Гоша снял образ с серванта и поставил перед собой, прислонив к заварному чайнику. На картонной репродукции был изображён образ Пресвятой Богородицы с Божественным Сыном на коленях.
Что-то похожее он уже видел, листая альбомы по европейской архитектуре. Но теперь, всматриваясь в икону, Гоша обратил внимание, что фигура и лицо Божьей Матери были написаны совсем по-другому, чем на знакомых ему альбомных репродукциях.
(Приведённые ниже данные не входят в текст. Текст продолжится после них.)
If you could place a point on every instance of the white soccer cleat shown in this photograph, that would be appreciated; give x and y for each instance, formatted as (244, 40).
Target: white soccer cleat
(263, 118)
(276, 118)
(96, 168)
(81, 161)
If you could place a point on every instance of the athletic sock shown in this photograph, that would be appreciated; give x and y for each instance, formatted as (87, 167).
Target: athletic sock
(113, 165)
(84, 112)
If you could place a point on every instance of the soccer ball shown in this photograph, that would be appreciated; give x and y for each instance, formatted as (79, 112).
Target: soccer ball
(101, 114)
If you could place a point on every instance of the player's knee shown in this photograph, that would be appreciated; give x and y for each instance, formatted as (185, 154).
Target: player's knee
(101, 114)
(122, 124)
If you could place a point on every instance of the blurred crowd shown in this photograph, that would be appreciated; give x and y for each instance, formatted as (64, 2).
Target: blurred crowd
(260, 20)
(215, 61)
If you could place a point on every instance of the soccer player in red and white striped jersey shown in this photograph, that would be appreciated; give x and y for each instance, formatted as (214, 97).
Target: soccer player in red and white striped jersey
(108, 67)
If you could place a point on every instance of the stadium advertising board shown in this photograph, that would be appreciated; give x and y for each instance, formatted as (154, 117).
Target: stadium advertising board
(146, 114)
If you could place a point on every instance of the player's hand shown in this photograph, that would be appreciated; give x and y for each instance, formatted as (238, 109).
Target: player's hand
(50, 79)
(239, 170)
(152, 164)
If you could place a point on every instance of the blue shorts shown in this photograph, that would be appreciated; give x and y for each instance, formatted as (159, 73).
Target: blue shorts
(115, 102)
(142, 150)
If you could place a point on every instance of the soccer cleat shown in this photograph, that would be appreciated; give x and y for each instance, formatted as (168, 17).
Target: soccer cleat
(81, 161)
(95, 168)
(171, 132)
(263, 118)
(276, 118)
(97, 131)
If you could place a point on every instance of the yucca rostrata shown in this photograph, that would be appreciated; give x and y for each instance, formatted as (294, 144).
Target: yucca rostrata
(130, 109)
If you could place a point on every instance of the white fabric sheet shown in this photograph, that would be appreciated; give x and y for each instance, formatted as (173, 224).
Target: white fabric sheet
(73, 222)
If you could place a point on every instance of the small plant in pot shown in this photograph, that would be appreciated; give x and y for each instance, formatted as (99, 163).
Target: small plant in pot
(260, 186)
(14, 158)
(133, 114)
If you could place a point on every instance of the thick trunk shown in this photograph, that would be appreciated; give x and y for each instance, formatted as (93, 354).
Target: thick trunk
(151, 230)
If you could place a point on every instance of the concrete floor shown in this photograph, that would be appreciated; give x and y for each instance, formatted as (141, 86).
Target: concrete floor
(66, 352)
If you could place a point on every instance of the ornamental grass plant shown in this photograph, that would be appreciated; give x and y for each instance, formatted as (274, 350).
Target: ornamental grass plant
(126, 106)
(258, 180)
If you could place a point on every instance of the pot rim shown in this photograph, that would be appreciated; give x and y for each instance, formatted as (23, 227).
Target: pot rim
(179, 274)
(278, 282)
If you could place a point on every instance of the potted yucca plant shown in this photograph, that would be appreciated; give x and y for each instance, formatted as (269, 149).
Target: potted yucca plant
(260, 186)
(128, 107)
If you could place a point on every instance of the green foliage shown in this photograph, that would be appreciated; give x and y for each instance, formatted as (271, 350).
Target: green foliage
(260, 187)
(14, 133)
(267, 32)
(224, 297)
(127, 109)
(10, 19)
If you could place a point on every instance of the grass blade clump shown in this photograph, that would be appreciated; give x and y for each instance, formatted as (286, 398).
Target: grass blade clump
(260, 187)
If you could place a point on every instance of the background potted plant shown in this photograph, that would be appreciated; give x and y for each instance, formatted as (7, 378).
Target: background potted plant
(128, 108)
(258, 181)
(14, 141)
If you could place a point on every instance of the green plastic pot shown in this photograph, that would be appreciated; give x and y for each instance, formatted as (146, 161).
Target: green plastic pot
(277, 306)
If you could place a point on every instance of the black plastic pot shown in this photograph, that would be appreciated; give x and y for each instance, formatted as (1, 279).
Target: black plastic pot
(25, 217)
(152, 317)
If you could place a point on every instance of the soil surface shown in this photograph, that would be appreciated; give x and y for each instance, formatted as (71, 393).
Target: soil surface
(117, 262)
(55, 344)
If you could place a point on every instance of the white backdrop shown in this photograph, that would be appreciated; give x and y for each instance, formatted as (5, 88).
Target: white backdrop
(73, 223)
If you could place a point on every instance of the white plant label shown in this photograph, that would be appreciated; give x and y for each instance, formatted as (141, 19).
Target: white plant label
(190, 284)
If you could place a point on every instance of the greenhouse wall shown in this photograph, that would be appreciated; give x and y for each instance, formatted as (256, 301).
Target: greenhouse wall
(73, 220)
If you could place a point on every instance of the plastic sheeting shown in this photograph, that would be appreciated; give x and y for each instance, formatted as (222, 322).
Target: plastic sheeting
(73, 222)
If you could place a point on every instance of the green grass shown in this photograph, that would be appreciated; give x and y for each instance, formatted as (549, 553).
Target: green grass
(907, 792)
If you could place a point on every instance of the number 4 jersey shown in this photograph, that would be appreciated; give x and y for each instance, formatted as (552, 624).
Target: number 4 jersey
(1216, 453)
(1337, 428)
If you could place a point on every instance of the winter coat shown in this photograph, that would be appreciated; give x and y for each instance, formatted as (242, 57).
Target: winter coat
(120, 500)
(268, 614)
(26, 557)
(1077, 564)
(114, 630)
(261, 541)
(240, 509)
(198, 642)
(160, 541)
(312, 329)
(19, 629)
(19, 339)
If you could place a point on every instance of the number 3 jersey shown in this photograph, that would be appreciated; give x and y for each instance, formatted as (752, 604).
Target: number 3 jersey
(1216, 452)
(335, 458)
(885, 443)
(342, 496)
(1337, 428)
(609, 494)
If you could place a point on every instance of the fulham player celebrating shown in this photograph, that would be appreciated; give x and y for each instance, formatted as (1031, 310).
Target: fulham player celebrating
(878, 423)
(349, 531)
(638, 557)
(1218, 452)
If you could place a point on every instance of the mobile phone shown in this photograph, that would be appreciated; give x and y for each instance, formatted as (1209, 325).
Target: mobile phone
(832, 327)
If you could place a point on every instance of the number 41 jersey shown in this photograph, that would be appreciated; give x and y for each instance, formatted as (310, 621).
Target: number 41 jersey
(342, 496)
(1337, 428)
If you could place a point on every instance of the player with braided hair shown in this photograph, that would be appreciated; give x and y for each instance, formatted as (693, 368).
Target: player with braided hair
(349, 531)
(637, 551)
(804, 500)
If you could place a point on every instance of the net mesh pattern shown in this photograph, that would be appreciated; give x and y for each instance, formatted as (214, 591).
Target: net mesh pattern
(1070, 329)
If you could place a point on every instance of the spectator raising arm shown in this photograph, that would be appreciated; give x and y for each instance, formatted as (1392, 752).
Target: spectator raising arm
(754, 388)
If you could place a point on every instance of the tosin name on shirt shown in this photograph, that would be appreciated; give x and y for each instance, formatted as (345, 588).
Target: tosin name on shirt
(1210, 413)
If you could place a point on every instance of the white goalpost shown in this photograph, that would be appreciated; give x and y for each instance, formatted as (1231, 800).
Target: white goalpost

Эту нехитрую картонную иконку рисовал как будто ребёнок.
Упрощённый, по-детски непропорциональный контур, аппликативность цветовых переходов. Раньше он этого не замечал. Но странное дело. Ему хотелось нарисовать именно её, и не потому, что все альбомные Мадонны казались куда более сложными для копирования. Держать в руках бабушкину святыньку Гоше было почему-то приятно.
Так будущий церковный художник из всего многообразия окружающего мира выбрал для первого живописного опыта потёртую временем икону древнего канонического письма.
2. Прощай, физика!
Через год Егор защитил диплом и был официально принят в штат Курчатовского института. Игорь Сергеевич Слесарев, его научный руководитель по преддипломной практике, прочил Дивееву место в аспирантуре. Казалось, успешное будущее молодого учёного неотвратимо, как утренний восход солнца. И никто из друзей и сослуживцев не догадывался о том, что имидж талантливого физика давно стал той потёмкинской деревней, за которой Гоша скрывал новый трепетный интерес к жизни.
Мама снисходительно журила сына за поздние возвращения домой. Она всё более примечала увлечение Егора рисованием, но рассуждала так: «У человека должно быть хобби. Пусть Егорушка порисует, авось само и пройдёт».
Один раз Гоша попробовал поделиться с матерью сомнениями. «Мам, может, мне бросить физику и пойти в художники?» как бы невзначай спросил он за ужином. Мама обмерла, отставила тарелку и ответила: «Я тогда, наверное, умру». Гоша постарался обратить в шутку свой неловкий вопрос. Мама даже улыбнулась. Очень кстати задымился в духовке пригоревший пирог. Мама бросилась пирог спасать, и неприятный разговор оборвался сам собой. С того дня сын подобных разговоров не заводил, а на вопросы мамы отвечал: всё хорошо, в Курчатнике им довольны.
Женщина на время успокаивалась и, опасаясь размолвки (не дай бог!), старалась не замечать, как всё более меняется её сын.
Ночи напролёт штудируя рисунок, Гоша стал регулярно опаздывать на работу. Но и это полбеды. Пару часов помелькав в лаборатории (засветив присутствие), он под первым благовидным предлогом исчезал в проходной и бежал в изостудию.
Так прошла зима. Всё разрешилось по-весеннему, само собой. Руководитель изостудии, которую исправно посещал Гоша, добряк и первостатейный график-офортист Щелконогов Борис Андреевич, без труда разгадал тайные намерения своего усердного ученика.
Понимая, что творческую личность во многом делает среда обитания, он предложил Гоше вакансию шлифовщика литографских камней в старейшей в Москве литографской студии на Масловке.
Надо сказать, этому предложению предшествовали долгие раздумья маститого художника. Имеет ли он право тревожить налаженное благополучие молодого учёного? Что, если увлечение рисованием окажется для Егора лишь временным хобби? Ведь так легко сломать прутик, ещё не превратившийся в крепкий ствол дерева.
Однако упорство, с которым Егор вгрызался в плоть изобразительного дела, склонило осторожное суждение Бориса Андреевича к решению: «Пусть попробует».
За день до объявления Егору о вакансии шлифовщика Борис Андреевич здорово напился. «Может, зря я это задумал? повторял он, принимая на грудь очередную порцию армянского коньяка. Да, Егорка сильный, способный, даже очень способный, но он не однолюб. Сейчас он любит художество и решил стать художником. И ведь станет, этакий самозванец! И в Союз художников вступит, и уважать себя заставит! Но вот ведь какое дело. Художество для Егора это лишь способ извлечения прелести, не более. Такие могут жить и без живописи. Начитаются Ван Гога, и чудятся им первородные смыслы! А Винсент-то, отними у него краски, на второй день или с ума сойдёт, или застрелится. Егор не таков. Потоскует с недельку, а потом выдумает себе новую творилку для души с него станется. Музыкой займётся или стихи писать начнёт ему же всё по плечу! Вот ведь какое дело!..» рассуждал мудрый Андреич, подливая коньячок.